A record wind gust of 231 miles/hour was recorded in 1934, according to http://www.mountwashington.org/about/visitor/recordwind.php
Wind speeds of this magnitude are commonly known to damage or destroy structures as well as most mechanical instruments. You would think instrument readings would be given error bars, and larger error bars if conditions are not ideal for the use of the instrument. Usually, instruments are calibrated under very controlled conditions, and one should be skeptical about the use of the instrument under conditions beyond the manufacturer's rated specifications. With weather records, though, it seems to be common just to compare the numbers and see which is a new high or new low.

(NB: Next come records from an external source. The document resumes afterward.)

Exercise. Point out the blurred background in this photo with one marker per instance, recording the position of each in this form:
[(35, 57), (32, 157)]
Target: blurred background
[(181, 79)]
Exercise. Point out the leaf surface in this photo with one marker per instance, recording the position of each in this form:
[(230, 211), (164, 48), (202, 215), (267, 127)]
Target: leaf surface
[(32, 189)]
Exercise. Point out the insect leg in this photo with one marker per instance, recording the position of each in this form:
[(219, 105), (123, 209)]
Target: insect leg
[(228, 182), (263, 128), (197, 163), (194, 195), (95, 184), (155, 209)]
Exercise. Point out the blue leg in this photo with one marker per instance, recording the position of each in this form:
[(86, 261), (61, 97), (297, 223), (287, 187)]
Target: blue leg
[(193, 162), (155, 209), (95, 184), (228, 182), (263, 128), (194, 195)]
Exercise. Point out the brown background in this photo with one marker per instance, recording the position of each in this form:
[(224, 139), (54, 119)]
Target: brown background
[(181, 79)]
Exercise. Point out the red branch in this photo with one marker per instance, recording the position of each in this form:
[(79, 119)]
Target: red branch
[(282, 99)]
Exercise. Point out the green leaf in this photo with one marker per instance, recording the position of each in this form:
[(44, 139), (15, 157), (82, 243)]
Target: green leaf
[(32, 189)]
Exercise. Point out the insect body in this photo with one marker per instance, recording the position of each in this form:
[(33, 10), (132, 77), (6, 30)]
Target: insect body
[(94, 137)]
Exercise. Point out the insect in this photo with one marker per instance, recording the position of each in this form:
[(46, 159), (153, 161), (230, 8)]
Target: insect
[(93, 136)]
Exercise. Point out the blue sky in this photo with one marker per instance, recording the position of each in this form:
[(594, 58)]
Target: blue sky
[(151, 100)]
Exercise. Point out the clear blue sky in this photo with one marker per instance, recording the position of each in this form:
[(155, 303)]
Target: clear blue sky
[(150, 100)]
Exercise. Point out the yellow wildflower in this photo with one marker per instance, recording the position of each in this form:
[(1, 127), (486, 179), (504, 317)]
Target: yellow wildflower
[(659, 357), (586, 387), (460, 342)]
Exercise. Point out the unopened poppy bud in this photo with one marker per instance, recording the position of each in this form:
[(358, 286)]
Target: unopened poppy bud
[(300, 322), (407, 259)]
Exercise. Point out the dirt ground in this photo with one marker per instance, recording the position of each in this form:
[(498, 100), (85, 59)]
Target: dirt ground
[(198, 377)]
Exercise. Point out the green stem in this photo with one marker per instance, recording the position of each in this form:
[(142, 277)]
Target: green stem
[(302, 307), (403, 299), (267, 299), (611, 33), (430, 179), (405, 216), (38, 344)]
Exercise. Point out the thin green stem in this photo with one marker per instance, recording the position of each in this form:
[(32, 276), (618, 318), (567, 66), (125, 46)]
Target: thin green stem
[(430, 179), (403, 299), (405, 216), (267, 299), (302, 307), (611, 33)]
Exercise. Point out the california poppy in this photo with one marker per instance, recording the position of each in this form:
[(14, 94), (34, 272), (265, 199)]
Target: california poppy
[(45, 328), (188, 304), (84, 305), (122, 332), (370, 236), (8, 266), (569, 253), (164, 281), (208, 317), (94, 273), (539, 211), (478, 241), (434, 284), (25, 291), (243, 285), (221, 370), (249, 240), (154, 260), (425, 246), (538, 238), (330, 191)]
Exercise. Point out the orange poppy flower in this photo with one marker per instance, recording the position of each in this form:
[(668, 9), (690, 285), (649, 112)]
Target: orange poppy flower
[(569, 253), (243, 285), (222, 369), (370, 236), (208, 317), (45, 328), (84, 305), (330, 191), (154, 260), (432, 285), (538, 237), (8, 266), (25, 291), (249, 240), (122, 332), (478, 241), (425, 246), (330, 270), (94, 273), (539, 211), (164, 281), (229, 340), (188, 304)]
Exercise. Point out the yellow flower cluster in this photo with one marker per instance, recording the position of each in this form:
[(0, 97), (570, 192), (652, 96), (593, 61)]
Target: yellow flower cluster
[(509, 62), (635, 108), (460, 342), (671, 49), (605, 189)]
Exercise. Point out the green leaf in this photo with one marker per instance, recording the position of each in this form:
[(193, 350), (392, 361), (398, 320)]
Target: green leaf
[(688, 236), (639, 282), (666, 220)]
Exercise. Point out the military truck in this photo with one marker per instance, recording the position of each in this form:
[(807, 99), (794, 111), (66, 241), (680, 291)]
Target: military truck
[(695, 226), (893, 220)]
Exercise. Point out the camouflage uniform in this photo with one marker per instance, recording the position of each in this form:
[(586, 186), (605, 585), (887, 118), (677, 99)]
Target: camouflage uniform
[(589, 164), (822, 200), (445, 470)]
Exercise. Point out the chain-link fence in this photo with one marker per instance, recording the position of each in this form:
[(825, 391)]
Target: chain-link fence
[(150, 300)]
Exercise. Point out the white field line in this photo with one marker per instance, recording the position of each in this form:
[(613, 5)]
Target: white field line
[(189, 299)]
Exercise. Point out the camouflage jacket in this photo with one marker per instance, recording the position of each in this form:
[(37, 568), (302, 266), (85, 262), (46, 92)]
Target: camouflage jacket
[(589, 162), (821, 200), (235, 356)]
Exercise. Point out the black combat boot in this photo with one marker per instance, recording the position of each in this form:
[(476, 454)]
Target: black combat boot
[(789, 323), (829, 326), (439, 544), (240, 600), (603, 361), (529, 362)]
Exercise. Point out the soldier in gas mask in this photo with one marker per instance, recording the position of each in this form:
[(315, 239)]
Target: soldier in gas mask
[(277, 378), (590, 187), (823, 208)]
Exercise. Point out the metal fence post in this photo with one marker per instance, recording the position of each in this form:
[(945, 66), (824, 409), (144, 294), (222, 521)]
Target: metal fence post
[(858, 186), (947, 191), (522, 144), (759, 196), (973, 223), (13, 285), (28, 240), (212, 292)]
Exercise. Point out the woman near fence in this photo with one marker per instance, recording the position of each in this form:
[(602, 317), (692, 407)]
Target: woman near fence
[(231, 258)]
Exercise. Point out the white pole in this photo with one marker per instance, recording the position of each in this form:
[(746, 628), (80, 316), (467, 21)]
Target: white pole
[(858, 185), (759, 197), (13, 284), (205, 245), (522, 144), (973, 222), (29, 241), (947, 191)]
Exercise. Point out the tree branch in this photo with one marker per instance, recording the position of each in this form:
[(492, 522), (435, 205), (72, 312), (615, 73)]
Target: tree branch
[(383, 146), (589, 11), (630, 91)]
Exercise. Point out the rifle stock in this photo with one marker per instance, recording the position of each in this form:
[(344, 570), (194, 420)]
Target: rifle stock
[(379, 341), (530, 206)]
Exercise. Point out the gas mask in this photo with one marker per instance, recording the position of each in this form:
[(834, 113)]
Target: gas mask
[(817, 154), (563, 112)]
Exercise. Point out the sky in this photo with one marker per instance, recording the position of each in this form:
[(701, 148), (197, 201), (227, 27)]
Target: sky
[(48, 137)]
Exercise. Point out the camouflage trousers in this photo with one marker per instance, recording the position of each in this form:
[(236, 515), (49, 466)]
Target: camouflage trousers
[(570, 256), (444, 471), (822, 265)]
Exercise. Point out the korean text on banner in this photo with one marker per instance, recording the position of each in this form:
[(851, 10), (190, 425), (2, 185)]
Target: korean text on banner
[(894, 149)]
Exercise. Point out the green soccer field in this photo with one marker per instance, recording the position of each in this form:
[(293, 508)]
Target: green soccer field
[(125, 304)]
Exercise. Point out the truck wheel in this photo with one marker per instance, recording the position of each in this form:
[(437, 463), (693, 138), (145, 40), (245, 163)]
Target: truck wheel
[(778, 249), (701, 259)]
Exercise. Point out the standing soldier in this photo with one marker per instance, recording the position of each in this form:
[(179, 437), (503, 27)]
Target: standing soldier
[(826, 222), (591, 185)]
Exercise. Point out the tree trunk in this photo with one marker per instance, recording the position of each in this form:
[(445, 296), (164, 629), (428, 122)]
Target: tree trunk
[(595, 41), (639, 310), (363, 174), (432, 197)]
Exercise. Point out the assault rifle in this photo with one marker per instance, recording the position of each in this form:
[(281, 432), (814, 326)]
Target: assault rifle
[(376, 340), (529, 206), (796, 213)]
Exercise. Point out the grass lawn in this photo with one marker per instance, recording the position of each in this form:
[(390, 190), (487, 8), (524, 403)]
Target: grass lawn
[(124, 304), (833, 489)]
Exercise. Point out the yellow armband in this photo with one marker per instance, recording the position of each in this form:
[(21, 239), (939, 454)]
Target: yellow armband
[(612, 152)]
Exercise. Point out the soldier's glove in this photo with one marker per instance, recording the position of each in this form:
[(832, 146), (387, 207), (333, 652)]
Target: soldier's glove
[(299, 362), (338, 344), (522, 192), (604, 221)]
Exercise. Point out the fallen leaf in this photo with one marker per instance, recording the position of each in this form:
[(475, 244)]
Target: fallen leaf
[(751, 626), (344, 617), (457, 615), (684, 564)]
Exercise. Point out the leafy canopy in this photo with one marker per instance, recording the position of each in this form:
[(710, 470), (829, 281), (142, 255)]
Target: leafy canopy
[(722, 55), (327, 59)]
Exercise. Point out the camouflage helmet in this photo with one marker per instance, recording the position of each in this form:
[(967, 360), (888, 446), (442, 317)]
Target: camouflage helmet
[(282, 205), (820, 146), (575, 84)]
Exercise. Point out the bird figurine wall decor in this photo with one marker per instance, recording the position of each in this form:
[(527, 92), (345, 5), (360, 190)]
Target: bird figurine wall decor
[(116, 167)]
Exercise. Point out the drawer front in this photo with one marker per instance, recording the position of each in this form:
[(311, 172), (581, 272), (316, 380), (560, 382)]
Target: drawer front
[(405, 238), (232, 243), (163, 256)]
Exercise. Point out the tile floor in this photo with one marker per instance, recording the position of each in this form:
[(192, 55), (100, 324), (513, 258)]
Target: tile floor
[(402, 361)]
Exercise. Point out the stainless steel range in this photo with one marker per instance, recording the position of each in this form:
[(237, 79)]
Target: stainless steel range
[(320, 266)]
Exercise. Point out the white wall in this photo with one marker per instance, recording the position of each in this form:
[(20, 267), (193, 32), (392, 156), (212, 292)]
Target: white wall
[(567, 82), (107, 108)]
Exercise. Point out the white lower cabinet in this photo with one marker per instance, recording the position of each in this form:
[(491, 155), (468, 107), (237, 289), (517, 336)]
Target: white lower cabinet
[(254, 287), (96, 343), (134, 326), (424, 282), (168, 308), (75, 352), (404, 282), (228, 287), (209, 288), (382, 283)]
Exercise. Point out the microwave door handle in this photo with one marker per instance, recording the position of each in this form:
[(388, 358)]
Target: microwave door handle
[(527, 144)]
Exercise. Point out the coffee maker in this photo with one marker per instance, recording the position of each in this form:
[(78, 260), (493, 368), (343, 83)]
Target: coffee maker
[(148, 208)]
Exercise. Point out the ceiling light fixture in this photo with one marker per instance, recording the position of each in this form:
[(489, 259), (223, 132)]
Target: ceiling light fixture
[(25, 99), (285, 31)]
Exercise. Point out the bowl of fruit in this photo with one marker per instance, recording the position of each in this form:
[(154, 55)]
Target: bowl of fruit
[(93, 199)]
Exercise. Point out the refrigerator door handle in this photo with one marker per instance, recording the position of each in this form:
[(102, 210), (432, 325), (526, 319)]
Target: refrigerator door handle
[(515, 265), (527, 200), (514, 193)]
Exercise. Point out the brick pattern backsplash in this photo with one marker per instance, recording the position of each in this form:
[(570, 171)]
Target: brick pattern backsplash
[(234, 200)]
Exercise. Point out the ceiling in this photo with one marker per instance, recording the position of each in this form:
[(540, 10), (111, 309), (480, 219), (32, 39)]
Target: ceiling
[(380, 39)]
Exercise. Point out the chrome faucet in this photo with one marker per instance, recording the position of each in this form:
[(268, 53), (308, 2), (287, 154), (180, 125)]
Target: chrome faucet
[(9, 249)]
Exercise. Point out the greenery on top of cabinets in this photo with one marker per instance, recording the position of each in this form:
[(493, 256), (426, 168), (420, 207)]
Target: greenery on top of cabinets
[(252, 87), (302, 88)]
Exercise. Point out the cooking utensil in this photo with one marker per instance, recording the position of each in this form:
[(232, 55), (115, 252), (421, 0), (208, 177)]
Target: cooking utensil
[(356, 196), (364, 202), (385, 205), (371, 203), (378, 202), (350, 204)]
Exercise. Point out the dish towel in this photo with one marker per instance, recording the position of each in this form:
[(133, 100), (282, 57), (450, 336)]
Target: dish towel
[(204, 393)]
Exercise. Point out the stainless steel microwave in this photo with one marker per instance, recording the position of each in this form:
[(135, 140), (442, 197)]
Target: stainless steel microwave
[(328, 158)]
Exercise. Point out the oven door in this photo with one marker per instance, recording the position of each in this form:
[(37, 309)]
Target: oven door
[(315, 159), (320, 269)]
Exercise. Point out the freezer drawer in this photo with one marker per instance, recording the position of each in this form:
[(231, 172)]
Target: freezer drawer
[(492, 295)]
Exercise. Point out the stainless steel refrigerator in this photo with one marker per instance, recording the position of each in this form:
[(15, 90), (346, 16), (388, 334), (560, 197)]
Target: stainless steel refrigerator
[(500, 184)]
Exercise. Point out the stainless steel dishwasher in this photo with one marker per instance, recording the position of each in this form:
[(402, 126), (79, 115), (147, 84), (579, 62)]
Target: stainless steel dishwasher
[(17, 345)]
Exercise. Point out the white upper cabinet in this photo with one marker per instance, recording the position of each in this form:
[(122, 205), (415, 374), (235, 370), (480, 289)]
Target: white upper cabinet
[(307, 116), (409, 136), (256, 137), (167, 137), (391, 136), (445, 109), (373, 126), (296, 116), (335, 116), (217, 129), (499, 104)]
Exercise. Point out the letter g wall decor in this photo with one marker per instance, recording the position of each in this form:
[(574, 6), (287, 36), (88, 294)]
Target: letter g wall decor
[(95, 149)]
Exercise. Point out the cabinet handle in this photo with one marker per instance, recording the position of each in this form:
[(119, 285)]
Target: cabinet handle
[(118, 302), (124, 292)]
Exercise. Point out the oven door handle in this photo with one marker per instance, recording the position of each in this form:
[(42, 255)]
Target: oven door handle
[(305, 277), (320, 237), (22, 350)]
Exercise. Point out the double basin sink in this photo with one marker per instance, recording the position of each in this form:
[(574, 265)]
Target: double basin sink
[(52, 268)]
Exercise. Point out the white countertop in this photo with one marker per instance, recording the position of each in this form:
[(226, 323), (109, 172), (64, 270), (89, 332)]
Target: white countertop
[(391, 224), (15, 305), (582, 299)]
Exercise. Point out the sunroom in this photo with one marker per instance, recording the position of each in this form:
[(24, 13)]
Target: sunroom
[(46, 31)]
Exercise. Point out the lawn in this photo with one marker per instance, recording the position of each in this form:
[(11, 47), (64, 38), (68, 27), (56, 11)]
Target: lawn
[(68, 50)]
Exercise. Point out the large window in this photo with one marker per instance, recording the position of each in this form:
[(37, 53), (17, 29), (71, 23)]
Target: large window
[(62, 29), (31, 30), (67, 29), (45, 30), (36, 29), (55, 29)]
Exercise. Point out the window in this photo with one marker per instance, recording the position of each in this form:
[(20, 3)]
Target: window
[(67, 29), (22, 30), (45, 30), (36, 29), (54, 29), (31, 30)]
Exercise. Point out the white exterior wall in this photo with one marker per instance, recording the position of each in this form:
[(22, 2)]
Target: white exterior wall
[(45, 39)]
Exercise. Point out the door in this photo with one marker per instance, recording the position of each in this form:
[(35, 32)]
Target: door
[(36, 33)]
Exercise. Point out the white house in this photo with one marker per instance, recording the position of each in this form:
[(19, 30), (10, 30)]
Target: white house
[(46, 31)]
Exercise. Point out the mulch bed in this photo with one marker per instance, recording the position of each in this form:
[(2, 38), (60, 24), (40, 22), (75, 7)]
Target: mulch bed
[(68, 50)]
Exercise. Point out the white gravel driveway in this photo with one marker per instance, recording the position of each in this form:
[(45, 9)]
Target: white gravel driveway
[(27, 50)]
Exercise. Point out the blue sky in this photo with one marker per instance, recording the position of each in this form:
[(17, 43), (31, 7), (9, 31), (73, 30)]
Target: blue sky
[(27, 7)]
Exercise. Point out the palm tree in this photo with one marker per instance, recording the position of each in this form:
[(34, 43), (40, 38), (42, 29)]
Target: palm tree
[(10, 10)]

This snippet from the webpage above, explains events surrounding the storm in question:
April 12, 1934...
Stephenson suited up, grabbed a wooden club and headed for the door. The intense wind created so much pressure that he was knocked to the floor as he opened the door. He struggled as he made his way to the ladder. The wind was at his back, and actually helped him maintain solid footing on the ladder. With dozens of blows, he cleared the accumulated ice from the anemometer. He dropped the club by accident, and it sailed off into the fog towards the Tip Top House.
Back inside, he flipped on the recorder and began timing the clicks from the telegraph sounder. After three tries, he verified that the wind now topped 150 mph.
This seems most incredible. Are we to really believe someone went up on a ladder, outside, in 100-150mph winds, in weather involving accumulating ice? Is this from a time when Men were Men and Giants walked the Earth?
According to Wikipedia "Wind Speed" , this record still stands as the second highest wind speed ever recorded.
Should wind records like this stand as credible?